The breakthrough centers on a specific usage of neural networks that has become popular in recent years—tackling challenging biological questions. Among these are examinations of the intricacies of RNA splicing—the focal point of the study—which plays a role in transferring information from DNA to functional RNA and protein products.
“Many neural networks are black boxes—these algorithms cannot explain how they work, raising concerns about their trustworthiness and stifling progress into understanding the underlying biological processes of genome encoding,” says Oded Regev, a computer science professor at NYU’s Courant Institute of Mathematical Sciences and the senior author of the paper, which appears in the Proceedings of the National Academy of Sciences. “By harnessing a new approach that improves both the quantity and the quality of the data for machine-learning training, we designed an interpretable neural network that can accurately predict complex outcomes and explain how it arrives at its predictions.”
Regev and the paper’s other authors, Susan Liao, a faculty fellow at the Courant Institute, and Mukund Sudarshan, a Courant doctoral student at the time of the study, created a neural network based on what is already known about RNA splicing.
Specifically, they developed a model—the data-driven equivalent of a high-powered microscope—that allows scientists to trace and quantify the RNA splicing process, from input sequence to output splicing prediction.
“Using an ‘interpretable-by-design’ approach, we’ve developed a neural network model that provides insights into RNA splicing—a fundamental process in the transfer of genomic information,” notes Regev. “Our model revealed that a small, hairpin-like structure in RNA can decrease splicing.”

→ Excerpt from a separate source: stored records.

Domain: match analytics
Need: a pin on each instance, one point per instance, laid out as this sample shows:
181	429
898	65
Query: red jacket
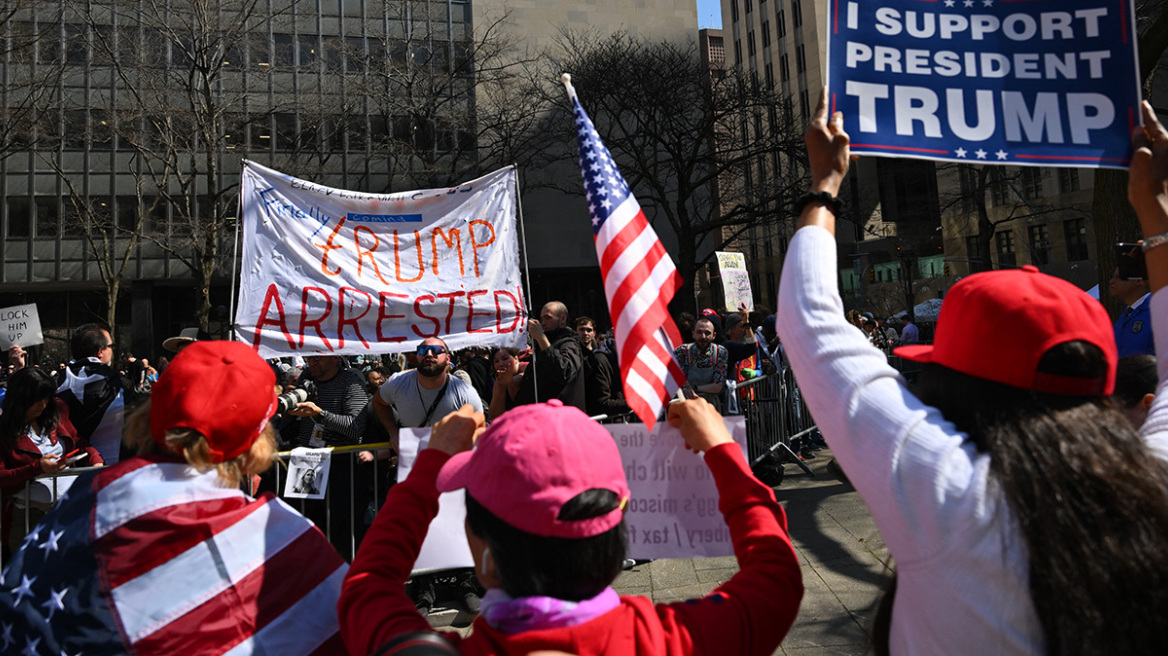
23	461
749	614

The researchers confirmed the insights their model provides through a series of experiments. These results showed a match with the model’s discovery: Whenever the RNA molecule folded into a hairpin configuration, splicing was halted, and the moment the researchers disrupted this hairpin structure, splicing was restored.
The research was supported by grants from the National Science Foundation (MCB-2226731), the Simons Foundation, the Life Sciences Research Foundation, an Additional Ventures Career Development Award, and a PhRMA Fellowship.